Aione 17/12/2021Baixo Esplendor marca o retorno de Marçal Aquino aos romances adultos, após 16 anos de publicação do renomado Eu receberia as piores notícias dos seus lindos lábios. Jornalista e roteirista, o autor assina diversos títulos policiais na coleção infanto-juvenil Vagalume, gênero que agora retoma, porém destinado a um público mais velho.
O livro se passa no início da década de 1970, durante um dos períodos mais violentos da Ditadura Militar. Traz a história de Miguel, policial que trabalha infiltrado e, não apenas desenvolve laços de amizade com os criminosos que investiga, como também se apaixona por Nádia, irmã de um deles.
Violência, paixão, sensualidade e ação se misturam em uma trama intensa, marcada por um forte apelo sinestésico, sobretudo visual, tátil e olfativo. A escrita de Marçal Aquino é direta, muitas vezes crua, que, muito habilmente, faz o leitor mergulhar no cenário do submundo do crime. Há, também, diversas menções e descrições relativas ao corpo, seus fluidos e cheiros, o que contribui para os aspectos sensoriais da obra; aliás, os aspectos de adrenalina, romance e brutalidade aparecem simbolizados nas três diferentes partes nomeadas da obra: Suor, Sêmen e Sangue. Também, da mesma maneira que violência e paixão aparecem misturadas em Baixo Esplendor, quase que indissociáveis, o mesmo ocorre com a narrativa em terceira pessoa e os diálogos, que, embora marcados por separação de parágrafos, não são sinalizados por aspas ou travessão. Há momentos, ainda, em que certa repetição de passagens simbolizam a característica circular dos eventos nos quais Miguel está envolvido.

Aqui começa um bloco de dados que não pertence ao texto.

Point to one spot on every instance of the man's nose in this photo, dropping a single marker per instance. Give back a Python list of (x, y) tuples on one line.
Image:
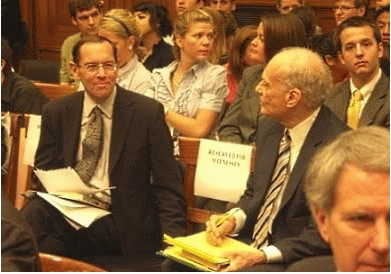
[(381, 238)]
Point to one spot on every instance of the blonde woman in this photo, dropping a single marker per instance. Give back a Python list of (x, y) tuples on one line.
[(119, 26), (191, 89)]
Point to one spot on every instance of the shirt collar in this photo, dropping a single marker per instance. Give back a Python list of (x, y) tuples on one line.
[(367, 88), (300, 131), (106, 107)]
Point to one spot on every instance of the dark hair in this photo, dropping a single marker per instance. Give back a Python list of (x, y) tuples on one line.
[(281, 31), (382, 10), (362, 3), (159, 16), (75, 6), (90, 40), (241, 41), (6, 55), (307, 16), (324, 45), (356, 21)]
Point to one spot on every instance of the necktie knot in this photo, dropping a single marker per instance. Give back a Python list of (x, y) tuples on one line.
[(357, 95)]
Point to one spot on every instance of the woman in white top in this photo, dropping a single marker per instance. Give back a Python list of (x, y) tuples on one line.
[(191, 89), (120, 27)]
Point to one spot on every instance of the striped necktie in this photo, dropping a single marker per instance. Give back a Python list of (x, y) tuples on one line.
[(92, 147), (353, 115), (280, 175)]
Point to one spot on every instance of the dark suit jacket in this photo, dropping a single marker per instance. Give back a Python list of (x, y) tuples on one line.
[(141, 146), (293, 232), (240, 121), (376, 110), (313, 264), (19, 249)]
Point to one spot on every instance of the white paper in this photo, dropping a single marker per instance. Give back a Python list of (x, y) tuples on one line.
[(63, 180), (222, 170), (31, 145), (82, 214)]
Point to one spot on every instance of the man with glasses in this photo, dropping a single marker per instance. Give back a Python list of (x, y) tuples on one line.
[(112, 137), (344, 9), (86, 15)]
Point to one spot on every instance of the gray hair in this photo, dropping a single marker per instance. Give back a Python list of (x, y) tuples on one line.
[(367, 148), (304, 69)]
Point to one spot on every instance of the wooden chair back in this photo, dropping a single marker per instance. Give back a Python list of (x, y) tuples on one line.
[(55, 263), (188, 154), (54, 91), (16, 180)]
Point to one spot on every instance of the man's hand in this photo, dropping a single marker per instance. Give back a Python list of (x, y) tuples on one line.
[(243, 259), (216, 234)]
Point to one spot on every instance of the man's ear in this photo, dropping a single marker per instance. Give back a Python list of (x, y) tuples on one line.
[(200, 4), (361, 11), (74, 69), (294, 96), (74, 22), (340, 56), (322, 221), (330, 60)]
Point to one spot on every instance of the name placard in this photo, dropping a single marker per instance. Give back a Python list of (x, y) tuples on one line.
[(222, 170)]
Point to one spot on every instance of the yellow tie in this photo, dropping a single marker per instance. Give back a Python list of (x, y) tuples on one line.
[(354, 109)]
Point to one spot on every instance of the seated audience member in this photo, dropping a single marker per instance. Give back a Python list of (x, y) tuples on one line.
[(325, 46), (218, 54), (191, 89), (243, 54), (382, 19), (344, 9), (381, 3), (154, 24), (86, 15), (307, 16), (348, 189), (134, 141), (119, 26), (285, 6), (275, 32), (18, 94), (186, 5), (272, 213), (223, 5), (365, 98)]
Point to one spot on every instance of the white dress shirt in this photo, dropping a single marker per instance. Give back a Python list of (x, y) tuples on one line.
[(298, 135)]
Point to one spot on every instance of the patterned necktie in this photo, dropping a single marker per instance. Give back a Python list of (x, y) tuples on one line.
[(92, 147), (354, 110), (280, 175)]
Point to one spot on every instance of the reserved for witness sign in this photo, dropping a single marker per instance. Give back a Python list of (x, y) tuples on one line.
[(222, 170)]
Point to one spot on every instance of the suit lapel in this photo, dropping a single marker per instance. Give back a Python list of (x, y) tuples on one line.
[(375, 102), (73, 115), (122, 118), (313, 139)]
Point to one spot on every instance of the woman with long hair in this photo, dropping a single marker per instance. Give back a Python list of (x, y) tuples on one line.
[(191, 89), (154, 23), (119, 26)]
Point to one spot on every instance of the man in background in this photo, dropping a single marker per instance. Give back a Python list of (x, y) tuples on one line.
[(348, 188), (184, 5), (285, 6), (344, 9), (86, 15), (365, 98)]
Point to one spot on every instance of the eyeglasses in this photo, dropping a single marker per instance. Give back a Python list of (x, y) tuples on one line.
[(343, 8), (94, 68)]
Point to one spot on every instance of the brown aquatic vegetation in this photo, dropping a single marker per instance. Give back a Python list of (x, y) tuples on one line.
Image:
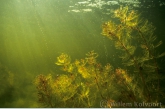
[(87, 82)]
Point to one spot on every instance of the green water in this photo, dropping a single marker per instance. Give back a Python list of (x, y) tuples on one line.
[(33, 33)]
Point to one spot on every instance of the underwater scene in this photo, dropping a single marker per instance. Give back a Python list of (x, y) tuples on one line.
[(82, 53)]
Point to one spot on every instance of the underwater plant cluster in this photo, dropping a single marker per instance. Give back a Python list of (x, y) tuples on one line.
[(86, 82)]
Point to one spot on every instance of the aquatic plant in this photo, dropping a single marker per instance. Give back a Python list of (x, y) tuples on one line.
[(131, 35), (86, 82)]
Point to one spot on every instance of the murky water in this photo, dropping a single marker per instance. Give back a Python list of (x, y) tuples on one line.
[(33, 33)]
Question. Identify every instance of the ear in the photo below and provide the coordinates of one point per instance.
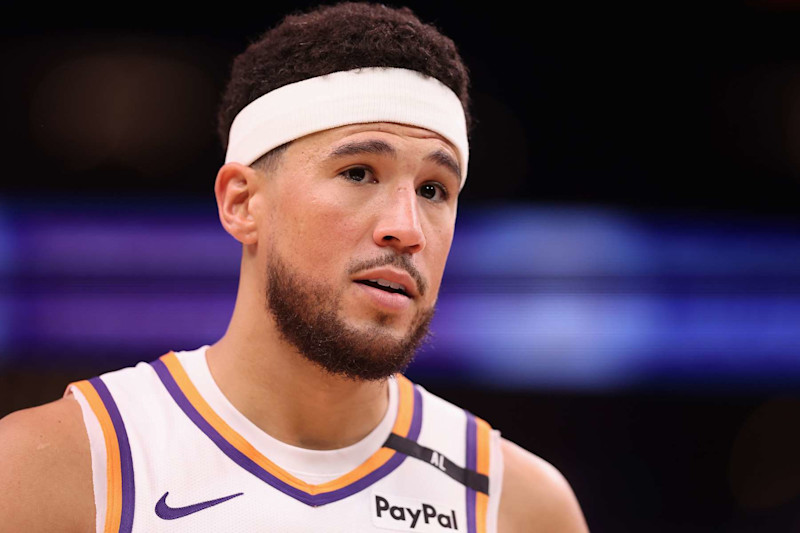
(234, 188)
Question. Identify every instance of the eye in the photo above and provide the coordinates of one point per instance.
(435, 192)
(358, 174)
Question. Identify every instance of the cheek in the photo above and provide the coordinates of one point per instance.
(319, 233)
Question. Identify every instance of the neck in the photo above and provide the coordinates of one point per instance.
(289, 397)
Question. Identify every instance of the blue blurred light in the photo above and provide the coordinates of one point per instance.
(533, 296)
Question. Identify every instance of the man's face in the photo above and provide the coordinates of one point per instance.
(355, 228)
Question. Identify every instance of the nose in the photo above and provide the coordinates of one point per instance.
(399, 224)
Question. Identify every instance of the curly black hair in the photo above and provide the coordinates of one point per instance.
(336, 38)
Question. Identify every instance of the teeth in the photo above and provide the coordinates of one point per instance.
(384, 283)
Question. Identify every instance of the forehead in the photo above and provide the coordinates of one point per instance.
(399, 135)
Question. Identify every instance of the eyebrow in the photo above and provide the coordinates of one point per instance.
(377, 147)
(443, 159)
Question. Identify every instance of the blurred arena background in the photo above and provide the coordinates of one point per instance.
(623, 293)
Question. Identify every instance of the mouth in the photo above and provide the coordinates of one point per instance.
(385, 285)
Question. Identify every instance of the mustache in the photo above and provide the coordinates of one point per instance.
(402, 262)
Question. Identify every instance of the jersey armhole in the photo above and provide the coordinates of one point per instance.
(495, 480)
(97, 445)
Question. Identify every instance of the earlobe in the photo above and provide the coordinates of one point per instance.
(234, 189)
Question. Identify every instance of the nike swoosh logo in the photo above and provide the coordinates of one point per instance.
(163, 510)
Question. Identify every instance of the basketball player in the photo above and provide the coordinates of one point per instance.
(346, 138)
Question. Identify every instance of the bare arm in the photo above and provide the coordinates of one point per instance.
(535, 496)
(45, 470)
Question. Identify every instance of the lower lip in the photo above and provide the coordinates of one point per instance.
(391, 301)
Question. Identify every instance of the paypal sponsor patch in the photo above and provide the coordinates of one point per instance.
(407, 514)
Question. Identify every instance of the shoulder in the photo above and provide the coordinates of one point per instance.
(535, 495)
(45, 463)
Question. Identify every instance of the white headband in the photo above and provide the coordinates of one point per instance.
(358, 96)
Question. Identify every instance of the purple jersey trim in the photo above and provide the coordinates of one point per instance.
(314, 500)
(125, 459)
(472, 463)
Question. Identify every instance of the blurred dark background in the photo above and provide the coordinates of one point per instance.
(624, 288)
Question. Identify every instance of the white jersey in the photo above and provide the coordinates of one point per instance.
(171, 453)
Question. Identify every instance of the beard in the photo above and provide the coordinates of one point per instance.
(308, 317)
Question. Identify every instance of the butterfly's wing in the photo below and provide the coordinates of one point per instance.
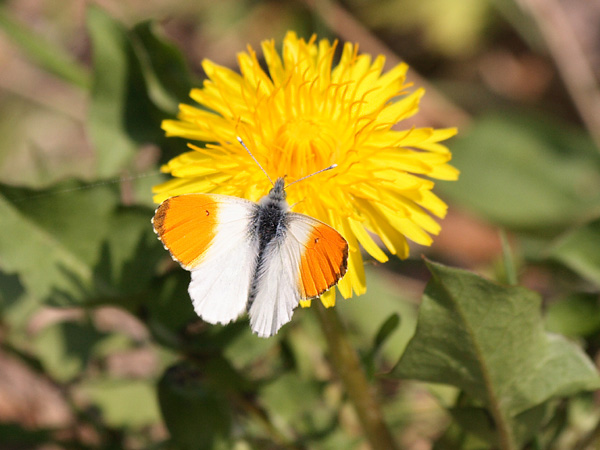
(210, 235)
(307, 261)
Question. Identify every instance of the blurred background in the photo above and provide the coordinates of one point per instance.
(88, 326)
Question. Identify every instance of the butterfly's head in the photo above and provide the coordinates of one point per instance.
(277, 192)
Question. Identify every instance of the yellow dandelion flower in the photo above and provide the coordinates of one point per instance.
(302, 116)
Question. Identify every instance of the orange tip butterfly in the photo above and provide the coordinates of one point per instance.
(243, 256)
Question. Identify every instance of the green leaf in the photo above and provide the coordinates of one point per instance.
(167, 74)
(576, 315)
(385, 331)
(580, 251)
(196, 414)
(124, 403)
(53, 236)
(121, 115)
(65, 348)
(525, 172)
(40, 50)
(488, 340)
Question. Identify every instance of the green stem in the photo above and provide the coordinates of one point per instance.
(348, 367)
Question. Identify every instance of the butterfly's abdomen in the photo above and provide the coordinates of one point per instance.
(269, 224)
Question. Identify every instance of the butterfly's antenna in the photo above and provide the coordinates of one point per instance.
(333, 166)
(257, 163)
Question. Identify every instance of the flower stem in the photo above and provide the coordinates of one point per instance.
(348, 367)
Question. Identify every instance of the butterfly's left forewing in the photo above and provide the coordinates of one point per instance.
(210, 235)
(310, 259)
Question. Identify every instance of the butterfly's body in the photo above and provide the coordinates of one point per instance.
(269, 225)
(246, 256)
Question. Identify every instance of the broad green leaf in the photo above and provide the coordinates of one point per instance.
(124, 402)
(16, 436)
(53, 236)
(168, 77)
(525, 172)
(65, 348)
(196, 414)
(40, 50)
(575, 315)
(385, 331)
(121, 115)
(488, 340)
(526, 425)
(580, 251)
(298, 401)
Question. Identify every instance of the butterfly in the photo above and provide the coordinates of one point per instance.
(260, 258)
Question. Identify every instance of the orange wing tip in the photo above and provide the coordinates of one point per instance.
(324, 262)
(184, 232)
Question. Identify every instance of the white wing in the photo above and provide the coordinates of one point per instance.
(210, 235)
(221, 281)
(305, 263)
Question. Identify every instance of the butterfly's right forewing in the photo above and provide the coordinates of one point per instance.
(210, 235)
(310, 259)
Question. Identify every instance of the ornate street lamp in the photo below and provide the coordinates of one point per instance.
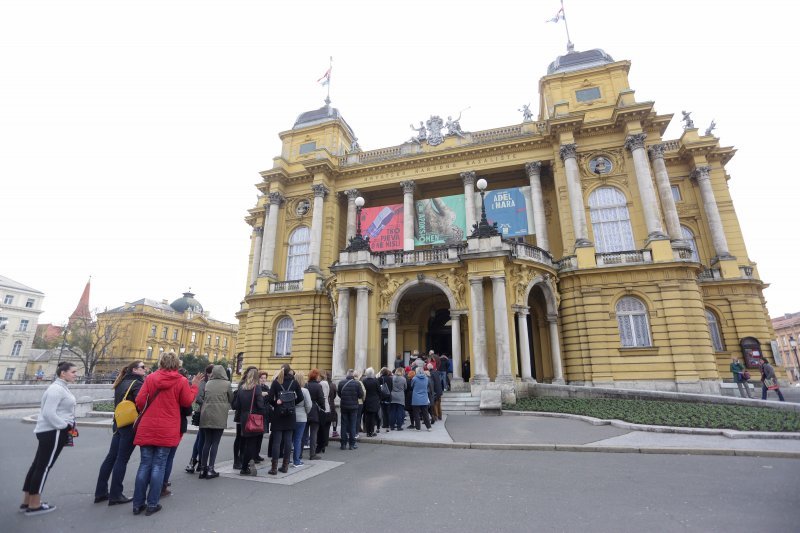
(358, 242)
(483, 228)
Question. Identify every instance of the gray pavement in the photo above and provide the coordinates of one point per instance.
(393, 488)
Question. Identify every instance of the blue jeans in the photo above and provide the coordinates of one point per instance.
(115, 464)
(297, 440)
(397, 415)
(349, 422)
(151, 473)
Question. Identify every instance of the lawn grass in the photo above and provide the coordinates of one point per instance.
(667, 413)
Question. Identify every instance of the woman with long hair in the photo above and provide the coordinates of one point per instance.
(250, 394)
(56, 418)
(158, 428)
(126, 387)
(217, 398)
(283, 421)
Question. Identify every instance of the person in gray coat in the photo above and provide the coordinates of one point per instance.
(216, 400)
(398, 400)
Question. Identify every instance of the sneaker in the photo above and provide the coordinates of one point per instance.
(43, 508)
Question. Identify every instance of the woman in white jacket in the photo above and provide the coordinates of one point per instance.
(56, 418)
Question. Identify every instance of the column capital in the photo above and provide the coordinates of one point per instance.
(276, 198)
(468, 178)
(635, 141)
(568, 151)
(656, 151)
(534, 168)
(701, 173)
(320, 190)
(408, 186)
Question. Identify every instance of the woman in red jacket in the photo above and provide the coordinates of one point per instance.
(158, 428)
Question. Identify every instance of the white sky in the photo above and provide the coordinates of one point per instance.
(132, 132)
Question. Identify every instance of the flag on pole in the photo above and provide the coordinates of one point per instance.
(326, 78)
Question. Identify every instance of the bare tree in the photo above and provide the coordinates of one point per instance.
(88, 343)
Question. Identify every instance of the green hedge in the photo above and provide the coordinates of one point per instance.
(666, 413)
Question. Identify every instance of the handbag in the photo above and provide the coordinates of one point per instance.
(255, 421)
(125, 412)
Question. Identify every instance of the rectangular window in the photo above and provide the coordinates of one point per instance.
(586, 95)
(308, 147)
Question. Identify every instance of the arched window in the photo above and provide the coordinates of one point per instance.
(713, 329)
(299, 253)
(634, 330)
(611, 223)
(283, 337)
(17, 348)
(688, 236)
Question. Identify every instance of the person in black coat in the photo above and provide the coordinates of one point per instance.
(115, 464)
(250, 394)
(372, 401)
(283, 418)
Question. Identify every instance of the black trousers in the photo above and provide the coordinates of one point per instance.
(50, 445)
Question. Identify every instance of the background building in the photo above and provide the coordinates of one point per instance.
(145, 328)
(619, 259)
(20, 307)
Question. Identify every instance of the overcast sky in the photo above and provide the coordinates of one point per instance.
(132, 132)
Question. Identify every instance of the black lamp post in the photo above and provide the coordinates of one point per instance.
(358, 242)
(483, 228)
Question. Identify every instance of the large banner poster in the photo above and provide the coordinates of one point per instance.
(510, 208)
(440, 221)
(384, 227)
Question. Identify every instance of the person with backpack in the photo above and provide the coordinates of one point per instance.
(284, 394)
(126, 387)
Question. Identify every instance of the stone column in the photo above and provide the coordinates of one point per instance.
(477, 327)
(647, 194)
(408, 214)
(469, 198)
(568, 154)
(341, 341)
(276, 199)
(555, 349)
(391, 350)
(258, 234)
(362, 325)
(501, 335)
(524, 347)
(455, 336)
(703, 178)
(320, 192)
(665, 192)
(352, 194)
(534, 170)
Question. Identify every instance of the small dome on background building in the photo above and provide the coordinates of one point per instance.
(579, 61)
(187, 302)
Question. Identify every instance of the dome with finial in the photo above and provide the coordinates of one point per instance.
(187, 302)
(579, 61)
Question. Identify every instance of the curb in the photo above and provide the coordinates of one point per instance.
(729, 433)
(593, 448)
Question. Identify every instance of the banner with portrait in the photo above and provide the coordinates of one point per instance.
(440, 221)
(384, 227)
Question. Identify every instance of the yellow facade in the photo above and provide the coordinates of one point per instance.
(563, 292)
(146, 328)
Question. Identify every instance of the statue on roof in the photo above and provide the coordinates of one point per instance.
(688, 123)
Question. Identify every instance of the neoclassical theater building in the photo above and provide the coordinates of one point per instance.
(609, 255)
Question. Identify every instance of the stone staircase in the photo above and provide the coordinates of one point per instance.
(460, 403)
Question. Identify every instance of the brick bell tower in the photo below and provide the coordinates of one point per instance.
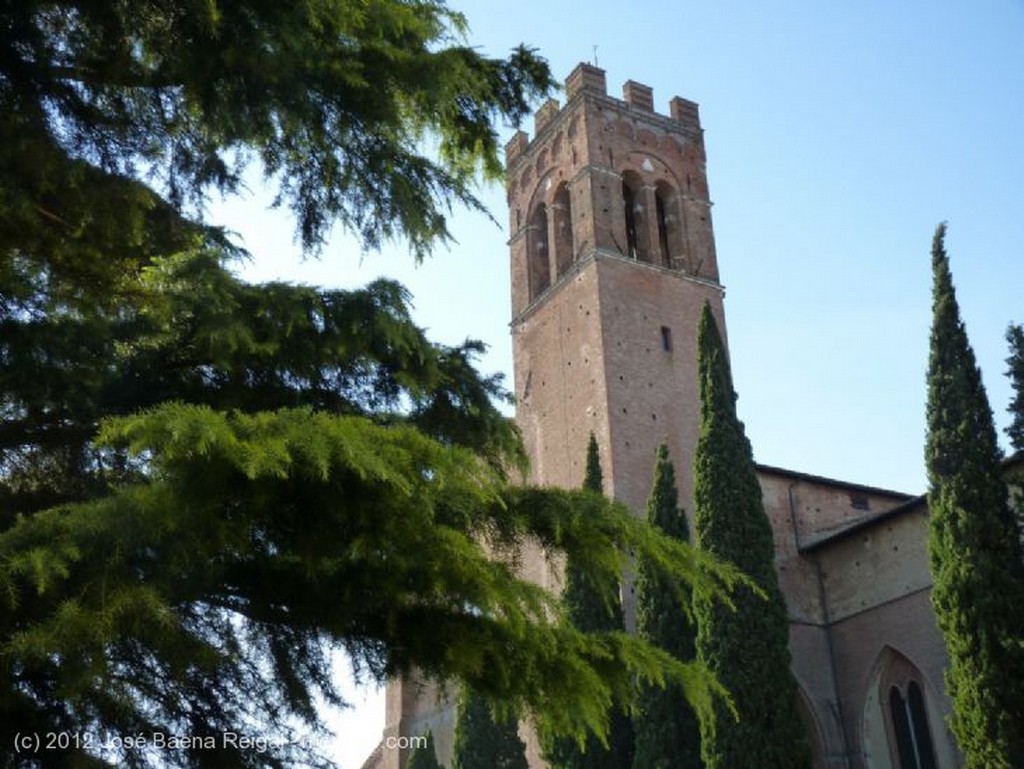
(612, 259)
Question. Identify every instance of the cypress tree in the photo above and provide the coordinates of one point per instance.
(668, 733)
(424, 757)
(747, 648)
(594, 608)
(974, 546)
(482, 742)
(1015, 338)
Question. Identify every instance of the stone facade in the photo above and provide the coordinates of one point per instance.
(612, 258)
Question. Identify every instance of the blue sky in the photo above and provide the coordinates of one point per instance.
(838, 136)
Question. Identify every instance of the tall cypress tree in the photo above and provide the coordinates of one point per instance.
(668, 735)
(1015, 338)
(747, 648)
(482, 742)
(589, 609)
(975, 550)
(424, 757)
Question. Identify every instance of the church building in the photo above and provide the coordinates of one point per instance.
(612, 259)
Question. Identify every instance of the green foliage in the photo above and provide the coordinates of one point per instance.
(207, 486)
(481, 741)
(745, 646)
(594, 606)
(332, 97)
(668, 734)
(974, 545)
(593, 479)
(424, 757)
(1015, 339)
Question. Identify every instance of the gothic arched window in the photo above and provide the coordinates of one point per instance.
(669, 232)
(636, 223)
(539, 268)
(561, 211)
(909, 727)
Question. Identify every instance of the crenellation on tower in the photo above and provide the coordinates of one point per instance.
(612, 260)
(638, 96)
(604, 177)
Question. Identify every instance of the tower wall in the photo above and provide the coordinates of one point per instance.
(612, 258)
(605, 340)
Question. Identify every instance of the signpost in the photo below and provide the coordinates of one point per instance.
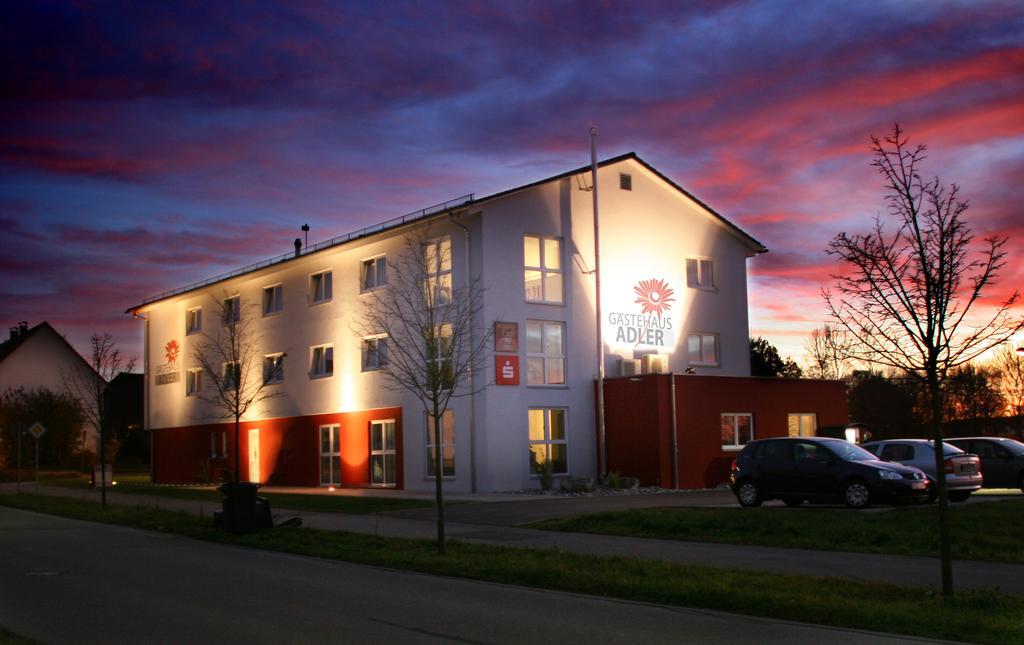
(37, 430)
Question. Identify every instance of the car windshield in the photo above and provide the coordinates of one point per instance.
(850, 452)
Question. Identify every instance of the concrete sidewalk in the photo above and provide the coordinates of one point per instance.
(906, 570)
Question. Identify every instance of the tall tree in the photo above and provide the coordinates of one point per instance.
(907, 293)
(825, 352)
(425, 336)
(231, 360)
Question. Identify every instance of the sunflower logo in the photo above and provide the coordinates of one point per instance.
(654, 296)
(171, 350)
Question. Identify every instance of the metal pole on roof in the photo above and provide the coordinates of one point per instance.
(602, 457)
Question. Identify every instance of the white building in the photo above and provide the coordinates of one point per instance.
(532, 250)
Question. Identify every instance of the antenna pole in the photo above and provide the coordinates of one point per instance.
(602, 458)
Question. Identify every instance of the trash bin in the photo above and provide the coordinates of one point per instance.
(243, 511)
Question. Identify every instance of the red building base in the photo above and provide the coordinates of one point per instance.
(639, 422)
(289, 452)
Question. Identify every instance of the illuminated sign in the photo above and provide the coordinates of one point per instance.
(651, 326)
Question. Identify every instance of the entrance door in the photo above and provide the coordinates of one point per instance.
(382, 454)
(254, 455)
(330, 455)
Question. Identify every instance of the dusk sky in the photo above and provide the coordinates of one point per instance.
(145, 145)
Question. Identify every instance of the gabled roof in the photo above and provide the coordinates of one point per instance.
(443, 209)
(10, 346)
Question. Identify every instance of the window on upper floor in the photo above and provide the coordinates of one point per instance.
(373, 273)
(273, 368)
(321, 361)
(545, 352)
(194, 320)
(699, 273)
(437, 265)
(321, 287)
(543, 269)
(702, 349)
(273, 300)
(231, 312)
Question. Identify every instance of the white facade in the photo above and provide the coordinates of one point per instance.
(648, 232)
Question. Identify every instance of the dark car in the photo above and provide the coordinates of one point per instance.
(1001, 460)
(819, 469)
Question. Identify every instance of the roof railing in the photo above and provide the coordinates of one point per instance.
(327, 244)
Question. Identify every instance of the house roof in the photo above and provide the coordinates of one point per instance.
(442, 209)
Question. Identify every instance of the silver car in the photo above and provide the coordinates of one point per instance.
(963, 471)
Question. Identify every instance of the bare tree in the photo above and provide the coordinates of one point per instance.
(1009, 367)
(87, 386)
(230, 358)
(825, 352)
(421, 332)
(905, 299)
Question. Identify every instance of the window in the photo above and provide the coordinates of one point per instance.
(231, 376)
(737, 430)
(322, 361)
(273, 368)
(802, 425)
(448, 445)
(374, 273)
(330, 455)
(439, 357)
(548, 446)
(545, 353)
(194, 382)
(232, 310)
(437, 262)
(374, 352)
(194, 320)
(272, 299)
(699, 273)
(543, 268)
(321, 289)
(702, 349)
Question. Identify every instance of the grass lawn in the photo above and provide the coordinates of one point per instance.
(980, 531)
(138, 484)
(984, 616)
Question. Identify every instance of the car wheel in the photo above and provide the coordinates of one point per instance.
(856, 495)
(749, 493)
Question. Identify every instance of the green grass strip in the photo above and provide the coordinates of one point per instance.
(984, 616)
(980, 531)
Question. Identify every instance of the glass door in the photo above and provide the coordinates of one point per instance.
(382, 454)
(330, 455)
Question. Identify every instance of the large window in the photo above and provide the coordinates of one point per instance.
(321, 287)
(448, 445)
(699, 273)
(548, 444)
(543, 268)
(702, 349)
(737, 430)
(330, 455)
(231, 310)
(273, 368)
(437, 262)
(803, 425)
(194, 382)
(321, 361)
(545, 353)
(194, 320)
(374, 352)
(273, 299)
(373, 273)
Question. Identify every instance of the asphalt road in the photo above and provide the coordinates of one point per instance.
(68, 582)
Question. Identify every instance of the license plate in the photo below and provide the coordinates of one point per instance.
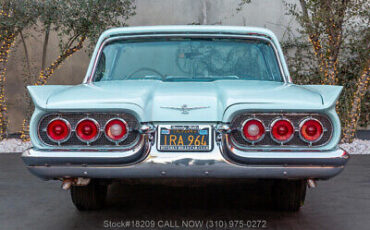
(192, 138)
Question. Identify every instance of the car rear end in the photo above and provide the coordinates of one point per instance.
(91, 134)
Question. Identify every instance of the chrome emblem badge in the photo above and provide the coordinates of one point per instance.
(184, 108)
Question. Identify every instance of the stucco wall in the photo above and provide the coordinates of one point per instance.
(262, 13)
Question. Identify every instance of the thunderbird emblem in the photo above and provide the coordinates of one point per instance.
(185, 109)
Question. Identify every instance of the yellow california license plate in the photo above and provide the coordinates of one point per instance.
(192, 138)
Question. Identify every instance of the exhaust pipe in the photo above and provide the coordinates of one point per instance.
(68, 182)
(311, 183)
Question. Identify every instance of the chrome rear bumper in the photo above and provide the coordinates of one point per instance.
(222, 162)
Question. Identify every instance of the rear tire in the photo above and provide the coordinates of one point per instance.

Muito me chamou a atenção a característica sensível que permeia a leitura, quebrando parte da agressividade do cenário policial. Os laços que Miguel desenvolve, seja por Nádia, seja por Ingo e Moraes, seja pela cadela Bibi, humanizam ainda mais o personagem e trazem mais camadas para a leitura, inclusive possibilitando discussões morais e éticas a partir delas. Também, há o paradoxo de, embora sentirmos conhecer o protagonista em sua essência, termos a noção de ser essa apenas uma impressão: assim como Nádia ao longo de boa parte da narrativa, sequer sabemos de fato seu nome real, o que vem prenunciado desde a primeira página do romance. Dessa maneira, o que Marçal Aquino mostra é que Miguel permanece um mistério não solucionado para nós.
Em linhas gerais, Baixo Esplendor proporciona uma leitura rápida, uma vez nela imersa, e impactante, seja por seu vocabulário tanto áspero quanto sensível, seja pelos próprios rumos tomados pela trama. Certamente me deixou ainda mais curiosa para conhecer a obra de maior sucesso de Marçal Aquino.